At that time, P and Y reported this situation to the Ombudsman's Office. There, a socio-semiotic analysis of the news story was conducted. "While the coverage makes the event visible and presents a condemnatory approach to the violence suffered by those interviewed, it reveals sensationalism by encouraging the reproduction of a kiss, and an inappropriate and harmful question was raised by the columnist's intervention when asking about the limits of displays of affection," stated the agency that defends the rights of audiences.

They are requesting police and judicial training on sexual diversity.

Ricardo Villarino, from 100% Diversity and Rights, explained why in many of these cases the aggressors are not identified. “Action is slow. Witnesses don't recognize the situation as a homophobic attack because they don't know how to identify it; the attackers act quickly and knowingly, with tolerance and minimization of the impact by security personnel. And the investigation doesn't usually develop strategies to prosecute the specific violence against LGBT people in their particular contexts and forms.”.

Following the attack in October 2020, the LGBT Ombudsman's Office, part of the Institute Against Discrimination of the Ombudsman's Office of the Autonomous City of Buenos Aires, issued recommendations to the Metropolitan Police, concluding that " the City Police act in a discriminatory manner towards LGBT+ people , in this case two gay men, through: 1. The refusal of two officers to identify the aggressors who were stalking the couple in the area after the attack; 2. The refusal to provide them with immediate medical attention upon request; 3. The treatment without a gender and sexual diversity perspective; 4. The delay in taking their statements, despite them being the only private citizens present at the police station; 5. The systematic alteration of the victims' account; 6. The omission of the real motive for the hate crime and the fact that they were a gay male couple; this had to be repeated, explained, and reinforced on multiple occasions for the officers to understand and record it."

In addition to documenting all the violence they suffered, P and Y requested something that they believe could change things for the future: training for local police officers on sexual diversity, human rights, non-discrimination and dignified treatment; and also courses on sexual diversity for those who work in the Judiciary and in the Public Prosecutor's Offices .
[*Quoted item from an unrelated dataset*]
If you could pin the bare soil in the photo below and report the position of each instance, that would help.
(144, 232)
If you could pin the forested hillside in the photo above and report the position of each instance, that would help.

“Not only did the police agency lack perspective and fail to fulfill its basic duties, but it also obstructed the investigation. Things would have been different if they had pursued and apprehended the attackers. It would have been over. And if there had been cameras, they could have been identified and proven who they were,” P. lamented. 

After the attack, the police said there were no witnesses, “when practically the entire block came out to help us, to come to our aid, to prevent things from getting worse. They [the police] denied it, in addition to arriving late and having seen them escape. They took two hours to take our report, without providing us with medical assistance. Institutionally, they failed.”.

“Now the message is: it goes unpunished,” says P. “There were witnesses who didn’t see it, cameras that didn’t see it. It’s precisely about not wanting to see the homophobia that exists in people, in speeches, and in society .”

At the victims' request, their identities are protected in this article and they are referred to by their initials.